Carol Berry kept taking her mother to the monthly meetings of Martinez's Anne Loucks Chapter of the Daughters of the American Revolution but didn't think about joining until her mother died in 2007, even though the chapter was named after her great-great grandmother.
She said it wasn't until her mother's death that she got serious about becoming a DAR member. She had the right credentials. She was descended from Adam Loucks, a member of the Tryon County, N.Y., militia that fought in the bloody Battle of Oriskany.
The Anne Loucks Chapter is now in its 85th year. Berry's great-great aunt was Annie Loucks, a founding member of the chapter and the daughter of Anne Lieber Loucks, for whom the chapter is named. Annie, an active civic leader and Pacheco schoolteacher, served as the chapter's first chaplain and was its second regent.
"I have vague memories of Annie as a very old spinster lady. My grandparents had moved from Oakland to Pacheco to help care for Annie ... and we, in turn, moved in with my grandparents in their old age," remembers Berry.
The Louckses were pioneers in Pacheco, having moved there in 1856. George and Anne Lieber Loucks bought a house built out of the redwoods from Moraga.
George had come to California because of the Gold Rush. He first lived in San Francisco, but he didn't like it. He wanted to live in the country. So he bought 2,000 acres of the Las Juntas Ranch in Pacheco, and members of the
George built a warehouse. His friend William Hendrick bought a piece of land from him and built a flour mill. Small stern-wheelers would sail up Pacheco Creek, which at the time was navigable all the way to the Loucks' home.

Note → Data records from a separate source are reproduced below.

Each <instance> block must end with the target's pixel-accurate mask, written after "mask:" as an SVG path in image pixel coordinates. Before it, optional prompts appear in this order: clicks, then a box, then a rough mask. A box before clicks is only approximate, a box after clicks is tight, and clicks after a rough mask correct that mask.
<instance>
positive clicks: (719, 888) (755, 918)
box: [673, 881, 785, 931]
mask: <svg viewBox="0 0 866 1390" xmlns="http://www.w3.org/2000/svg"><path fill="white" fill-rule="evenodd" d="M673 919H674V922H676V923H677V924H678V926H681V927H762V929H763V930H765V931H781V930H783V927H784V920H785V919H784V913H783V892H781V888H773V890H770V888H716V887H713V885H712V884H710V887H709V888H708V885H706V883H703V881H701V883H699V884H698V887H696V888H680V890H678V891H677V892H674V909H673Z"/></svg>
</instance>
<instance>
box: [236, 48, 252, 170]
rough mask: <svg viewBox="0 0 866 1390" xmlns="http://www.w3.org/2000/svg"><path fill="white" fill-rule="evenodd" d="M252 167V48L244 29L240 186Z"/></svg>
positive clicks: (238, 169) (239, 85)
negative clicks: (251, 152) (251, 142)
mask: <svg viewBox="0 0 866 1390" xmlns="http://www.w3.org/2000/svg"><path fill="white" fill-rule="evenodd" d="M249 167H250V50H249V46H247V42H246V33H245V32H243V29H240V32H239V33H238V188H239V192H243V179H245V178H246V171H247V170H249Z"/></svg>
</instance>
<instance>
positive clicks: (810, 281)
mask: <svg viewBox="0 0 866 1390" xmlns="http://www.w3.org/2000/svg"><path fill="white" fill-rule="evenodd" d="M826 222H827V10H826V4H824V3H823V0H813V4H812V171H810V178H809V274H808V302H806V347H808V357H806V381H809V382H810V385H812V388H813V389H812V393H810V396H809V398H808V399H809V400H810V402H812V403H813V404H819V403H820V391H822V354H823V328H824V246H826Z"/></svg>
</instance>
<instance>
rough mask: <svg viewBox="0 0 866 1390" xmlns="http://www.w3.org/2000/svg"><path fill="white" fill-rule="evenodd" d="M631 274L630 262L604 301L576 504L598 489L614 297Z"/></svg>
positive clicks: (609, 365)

Pacheco grew and became the commercial and industrial hub of Contra Costa County. Then disasters hit. Pacheco became plagued with floods and fires. The flood of 1862 carried Loucks' warehouse and its contents into the bay. The creek filled up with silt. The stern-wheelers could no longer sail up the creek.
George gave up his mill and concentrated on raising horses and sheep. Over the years, portions of the ranch were sold. By the time Berry moved there, 150 acres were left.
"My family moved to the Loucks ranch when I was going into the first grade. ... The ranch house was big and old and creaked in the wind. I was sure it was haunted," she says.
She loved hanging out in that old house. She and her girlfriends played in the attic and dressed up in old clothes from the 1800s that had belonged to Anne and Annie.
"We'd play around the outbuildings, catch polliwogs in the creek. ... Much of the land surrounding the ranch house was orchards of almonds and walnuts. I spent many a day with my grandfather shelling walnuts, our fingers turning dark from the walnut hulls."
In 1956 the house was sold and demolished a year later to make way for the Buchanan Industrial Park. The family moved to a smaller home on the south end of town on what is now Second Avenue.